Taiwanese company QNAP this week revealed that a selected number of its network-attached storage (NAS) appliances are affected by a recently-disclosed bug in the open-source OpenSSL cryptographic library.
"An infinite loop vulnerability in OpenSSL has been reported to affect certain QNAP NAS," the company said in an advisory published on March 29, 2022. "If exploited, the vulnerability allows attackers to conduct denial-of-service attacks."
Tracked as CVE-2022-0778 (CVSS score: 7.5), the issue relates to a bug that arises when parsing security certificates to trigger a denial-of-service condition and remotely crash unpatched devices.

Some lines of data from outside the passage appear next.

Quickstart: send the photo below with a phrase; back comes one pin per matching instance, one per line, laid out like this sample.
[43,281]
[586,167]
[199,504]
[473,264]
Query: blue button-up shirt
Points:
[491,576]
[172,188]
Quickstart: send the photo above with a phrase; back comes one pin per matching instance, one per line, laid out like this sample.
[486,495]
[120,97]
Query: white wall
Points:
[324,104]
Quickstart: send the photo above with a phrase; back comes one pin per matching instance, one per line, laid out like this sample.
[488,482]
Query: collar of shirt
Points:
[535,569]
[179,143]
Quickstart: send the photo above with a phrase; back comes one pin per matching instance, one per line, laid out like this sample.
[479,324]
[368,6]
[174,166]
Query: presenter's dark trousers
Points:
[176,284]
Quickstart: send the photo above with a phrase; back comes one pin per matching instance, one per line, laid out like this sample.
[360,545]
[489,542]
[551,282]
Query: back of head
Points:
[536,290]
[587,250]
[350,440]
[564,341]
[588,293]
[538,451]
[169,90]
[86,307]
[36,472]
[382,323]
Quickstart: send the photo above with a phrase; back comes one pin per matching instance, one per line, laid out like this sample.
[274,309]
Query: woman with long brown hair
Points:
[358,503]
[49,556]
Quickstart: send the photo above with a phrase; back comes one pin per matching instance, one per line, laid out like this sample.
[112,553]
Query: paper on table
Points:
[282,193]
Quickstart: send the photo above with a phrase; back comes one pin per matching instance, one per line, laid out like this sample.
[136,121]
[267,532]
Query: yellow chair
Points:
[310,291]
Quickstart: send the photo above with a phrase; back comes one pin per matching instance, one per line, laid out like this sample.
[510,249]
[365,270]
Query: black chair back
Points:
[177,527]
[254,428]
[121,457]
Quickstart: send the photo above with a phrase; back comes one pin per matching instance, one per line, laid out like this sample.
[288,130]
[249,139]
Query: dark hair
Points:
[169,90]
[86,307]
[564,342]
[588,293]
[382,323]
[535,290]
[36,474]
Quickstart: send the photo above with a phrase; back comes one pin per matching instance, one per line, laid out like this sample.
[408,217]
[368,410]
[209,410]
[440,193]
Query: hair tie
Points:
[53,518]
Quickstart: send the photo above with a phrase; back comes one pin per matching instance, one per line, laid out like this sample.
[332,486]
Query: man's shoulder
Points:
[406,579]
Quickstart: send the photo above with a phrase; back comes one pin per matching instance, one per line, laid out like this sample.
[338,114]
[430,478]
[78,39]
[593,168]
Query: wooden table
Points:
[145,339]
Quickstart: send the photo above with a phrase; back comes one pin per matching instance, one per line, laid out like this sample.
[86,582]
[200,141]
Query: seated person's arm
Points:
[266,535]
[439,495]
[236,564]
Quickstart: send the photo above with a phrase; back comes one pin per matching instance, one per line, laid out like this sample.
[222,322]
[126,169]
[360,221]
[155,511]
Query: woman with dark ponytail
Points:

QNAP, which is currently investigating its line-up, said it affects the following operating system versions –
- QTS 5.0.x and later
- QTS 4.5.4 and later
- QTS 4.3.6 and later
- QTS 4.3.4 and later
- QTS 4.3.3 and later
- QTS 4.2.6 and later
- QuTS hero h5.0.x and later
- QuTS hero h4.5.4 and later, and
- QuTScloud c5.0.x
To date, there is no evidence that the vulnerability has been exploited in the wild. Although Italy's Computer Security Incident Response Team (CSIRT) released an advisory to the contrary on March 16, the agency clarified to The Hacker News that it has "updated the alert with an errata corrige."
The advisory comes a week after QNAP released security updates for QuTS hero (version h5.0.0.1949 build 20220215 and later) to address the "Dirty Pipe" local privilege escalation flaw impacting its devices. Patches for QTS and QuTScloud operating systems are expected to be released soon.